Each week, Crowell & Moring’s State Attorneys General team highlights significant actions that State AGs have taken. Here are this week’s updates.
- A coalition of 15 attorneys general sent a letter to the U.S. Senate asking it to pass the Pregnant Workers Fairness Act. The Act would secure pregnant individuals’ rights to be given reasonable accommodations at work without penalty. The coalition believes that existing federal law does not go far enough towards protecting these rights in the workplace.
- Connecticut Attorney General Tong announced a $739,759 settlement with Manchester Pediatric Associates, LLC and its owner. The settlement resolves allegations that the company submitted fraudulent and false claims for services that were not performed, resulting in overbilling the state Medicaid program.
- Florida Attorney General Moody issued a press release warning consumers about robotexts, saying they are now more prevalent than robocalls and that Florida is one of the states that receives the most spam text messages in the United States.
- Georgia Attorney General Carr issued a press release warning consumers about COVID-19 testing scams and price gouging of COVID-19 tests. The press release also encourages consumers to report overcharging for COVID-19 tests.
- Illinois Attorney General Raoul announced a consent decree with electronic cigarette manufacturer Juice Man, LLC, resolving allegations that the company created and advertised products that would appeal to minors. The consent decree bars Juice Man from selling electronic cigarettes in Illinois and requires it to act if it discovers its products are available in the state.
- Kentucky Attorney General Cameron announced the creation of an emergency contractor registration program after recent severe weather. The program is intended to eliminate the activity of contractors seeking to take advantage of consumers, and it requires those who want to do business in the state to register and display a placard.
- Massachusetts Attorney General Healey issued a press release warning businesses and organizations in the state, especially those who own or operate critical infrastructure, to be particularly vigilant against cyberattacks and to review data security practices currently in place.
- Michigan Attorney General Nessel announced that her intervention in a rate case resulted in an 88% reduction in a Michigan Public Service Commission rate increase request from Consumers Energy. The original request sought a $225 million increase.
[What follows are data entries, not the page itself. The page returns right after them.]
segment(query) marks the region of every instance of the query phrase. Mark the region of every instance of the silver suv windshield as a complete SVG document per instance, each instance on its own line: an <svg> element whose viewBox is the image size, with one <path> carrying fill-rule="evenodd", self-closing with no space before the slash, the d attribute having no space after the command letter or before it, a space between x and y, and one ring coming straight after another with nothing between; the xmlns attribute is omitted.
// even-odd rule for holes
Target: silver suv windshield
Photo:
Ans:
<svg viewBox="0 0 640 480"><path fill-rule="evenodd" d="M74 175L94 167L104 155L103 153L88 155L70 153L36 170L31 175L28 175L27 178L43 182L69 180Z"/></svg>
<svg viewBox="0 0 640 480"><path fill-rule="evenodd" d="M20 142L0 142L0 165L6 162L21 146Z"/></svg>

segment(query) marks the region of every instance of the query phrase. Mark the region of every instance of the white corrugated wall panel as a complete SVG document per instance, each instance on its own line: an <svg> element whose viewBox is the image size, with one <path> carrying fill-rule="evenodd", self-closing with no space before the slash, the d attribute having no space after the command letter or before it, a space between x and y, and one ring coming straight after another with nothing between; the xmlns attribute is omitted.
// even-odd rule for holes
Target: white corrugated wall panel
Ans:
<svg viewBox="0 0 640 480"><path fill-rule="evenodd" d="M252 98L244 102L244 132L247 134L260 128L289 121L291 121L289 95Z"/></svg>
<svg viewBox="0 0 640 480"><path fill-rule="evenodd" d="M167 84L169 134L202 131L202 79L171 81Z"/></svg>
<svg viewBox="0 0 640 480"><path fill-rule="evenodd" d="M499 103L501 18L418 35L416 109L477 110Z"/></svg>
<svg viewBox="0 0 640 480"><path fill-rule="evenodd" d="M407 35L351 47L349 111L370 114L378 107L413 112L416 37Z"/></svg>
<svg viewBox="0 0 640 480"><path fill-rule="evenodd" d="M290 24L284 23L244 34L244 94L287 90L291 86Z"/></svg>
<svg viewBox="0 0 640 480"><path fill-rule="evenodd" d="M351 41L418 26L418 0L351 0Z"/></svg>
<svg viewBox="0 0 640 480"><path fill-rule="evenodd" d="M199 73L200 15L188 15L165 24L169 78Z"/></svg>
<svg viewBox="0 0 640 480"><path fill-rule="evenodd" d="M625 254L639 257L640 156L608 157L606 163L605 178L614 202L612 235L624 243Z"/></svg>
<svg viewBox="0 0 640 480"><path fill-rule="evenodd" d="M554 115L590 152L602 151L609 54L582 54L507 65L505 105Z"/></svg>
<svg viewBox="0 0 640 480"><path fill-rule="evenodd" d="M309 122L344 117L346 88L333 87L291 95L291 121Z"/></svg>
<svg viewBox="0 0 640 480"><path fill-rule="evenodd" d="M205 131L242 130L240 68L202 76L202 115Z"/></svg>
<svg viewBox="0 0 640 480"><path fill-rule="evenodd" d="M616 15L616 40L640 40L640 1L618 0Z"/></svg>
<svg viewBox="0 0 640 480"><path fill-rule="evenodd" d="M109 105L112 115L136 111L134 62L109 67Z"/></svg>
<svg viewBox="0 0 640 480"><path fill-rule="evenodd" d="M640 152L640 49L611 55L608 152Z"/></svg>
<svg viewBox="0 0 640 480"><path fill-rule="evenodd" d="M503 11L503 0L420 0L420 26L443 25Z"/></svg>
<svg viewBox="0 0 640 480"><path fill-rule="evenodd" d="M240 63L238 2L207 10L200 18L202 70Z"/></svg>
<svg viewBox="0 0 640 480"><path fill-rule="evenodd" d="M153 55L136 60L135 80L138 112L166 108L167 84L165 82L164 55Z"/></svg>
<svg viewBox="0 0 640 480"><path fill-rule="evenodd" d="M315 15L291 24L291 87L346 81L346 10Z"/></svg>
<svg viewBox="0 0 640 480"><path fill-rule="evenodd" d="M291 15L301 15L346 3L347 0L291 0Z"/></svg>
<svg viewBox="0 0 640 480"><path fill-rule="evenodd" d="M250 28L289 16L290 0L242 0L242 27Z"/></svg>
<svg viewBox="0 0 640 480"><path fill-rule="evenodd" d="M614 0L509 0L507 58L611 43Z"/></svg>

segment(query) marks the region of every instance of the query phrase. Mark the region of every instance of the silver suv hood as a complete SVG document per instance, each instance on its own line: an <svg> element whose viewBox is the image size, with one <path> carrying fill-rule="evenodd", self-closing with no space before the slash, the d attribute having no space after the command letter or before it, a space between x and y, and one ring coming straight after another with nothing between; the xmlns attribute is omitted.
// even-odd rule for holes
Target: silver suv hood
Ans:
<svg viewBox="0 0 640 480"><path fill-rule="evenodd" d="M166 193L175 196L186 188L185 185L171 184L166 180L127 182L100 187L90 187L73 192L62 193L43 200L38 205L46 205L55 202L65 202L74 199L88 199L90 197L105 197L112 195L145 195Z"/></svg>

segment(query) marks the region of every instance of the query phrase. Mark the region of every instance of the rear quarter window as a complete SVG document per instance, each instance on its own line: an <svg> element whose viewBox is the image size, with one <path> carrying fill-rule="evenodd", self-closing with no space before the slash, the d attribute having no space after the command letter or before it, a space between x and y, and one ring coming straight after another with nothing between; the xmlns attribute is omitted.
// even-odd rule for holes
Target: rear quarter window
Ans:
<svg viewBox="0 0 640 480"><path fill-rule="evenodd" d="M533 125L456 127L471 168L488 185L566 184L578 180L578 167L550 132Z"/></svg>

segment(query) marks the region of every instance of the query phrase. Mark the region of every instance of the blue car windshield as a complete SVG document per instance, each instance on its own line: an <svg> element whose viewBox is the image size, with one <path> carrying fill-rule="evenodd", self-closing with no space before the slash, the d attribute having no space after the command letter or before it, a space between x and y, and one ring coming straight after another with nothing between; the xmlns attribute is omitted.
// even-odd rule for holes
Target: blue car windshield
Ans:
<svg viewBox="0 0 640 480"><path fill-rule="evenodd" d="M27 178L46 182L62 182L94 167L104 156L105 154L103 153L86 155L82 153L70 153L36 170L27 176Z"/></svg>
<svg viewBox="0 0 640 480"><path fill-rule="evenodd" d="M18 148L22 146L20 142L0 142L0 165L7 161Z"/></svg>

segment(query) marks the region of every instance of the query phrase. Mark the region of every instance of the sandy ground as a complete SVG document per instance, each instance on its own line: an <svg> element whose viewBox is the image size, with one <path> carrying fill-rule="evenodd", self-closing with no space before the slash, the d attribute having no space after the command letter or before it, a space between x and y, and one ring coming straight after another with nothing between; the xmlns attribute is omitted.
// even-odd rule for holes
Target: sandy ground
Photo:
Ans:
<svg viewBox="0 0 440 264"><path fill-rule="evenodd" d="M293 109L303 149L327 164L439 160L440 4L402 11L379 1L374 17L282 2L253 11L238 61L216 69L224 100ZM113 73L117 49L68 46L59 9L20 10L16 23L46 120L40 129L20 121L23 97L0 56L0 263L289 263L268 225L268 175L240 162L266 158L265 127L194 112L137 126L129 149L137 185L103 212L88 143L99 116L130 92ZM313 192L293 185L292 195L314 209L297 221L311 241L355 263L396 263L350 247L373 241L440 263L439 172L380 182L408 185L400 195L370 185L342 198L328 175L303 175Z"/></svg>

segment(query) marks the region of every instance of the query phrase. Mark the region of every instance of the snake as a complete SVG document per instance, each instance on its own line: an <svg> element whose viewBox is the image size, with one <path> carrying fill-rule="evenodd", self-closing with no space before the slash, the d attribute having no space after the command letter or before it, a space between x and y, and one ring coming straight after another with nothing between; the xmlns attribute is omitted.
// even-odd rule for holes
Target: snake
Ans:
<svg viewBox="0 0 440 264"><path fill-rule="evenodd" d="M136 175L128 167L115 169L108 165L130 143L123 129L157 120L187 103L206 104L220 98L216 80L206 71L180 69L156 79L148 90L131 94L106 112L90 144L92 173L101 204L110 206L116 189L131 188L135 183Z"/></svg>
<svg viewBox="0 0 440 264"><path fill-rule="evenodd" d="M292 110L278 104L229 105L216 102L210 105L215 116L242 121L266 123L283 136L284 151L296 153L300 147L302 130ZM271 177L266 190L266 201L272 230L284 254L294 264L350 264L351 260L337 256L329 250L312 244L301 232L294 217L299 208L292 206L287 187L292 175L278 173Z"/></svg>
- Minnesota Attorney General Ellison announced that the Minnesota Supreme Court ruled that a wage theft investigation may move forward against property-management company Madison Equities. The company previously refused to comply with a civil investigative demand.
- The New Jersey Bureau of Securities announced that it would not adopt a rule proposed in 2019 that would have created a uniform fiduciary duty for investment advisers and securities broker-dealers. The rule will not be adopted due to increased use of digital platforms and practices, which may pose new risks for investors, meaning more exploration is required. At the moment, the Bureau will continue to use existing authority and regulations to combat predatory conduct.
- New York Attorney General James issued warnings to several companies, such as Labworq LLC, Sameday Health, and ClearMD Health for allegedly misrepresenting turnaround times for COVID-19 testing results. Attorney General James asked companies to update their advertising, as well as contact consumers waiting for test results with a realistic estimate of the timing for results. In some cases, Attorney General James has also asked two of the companies to provide refunds to consumers.
- New York Attorney General James awarded over $900,000 to 14 environmental benefit projects, following a settlement with the Tonawanda Coke Corporation over environmental violations at a facility related to hazardous waste.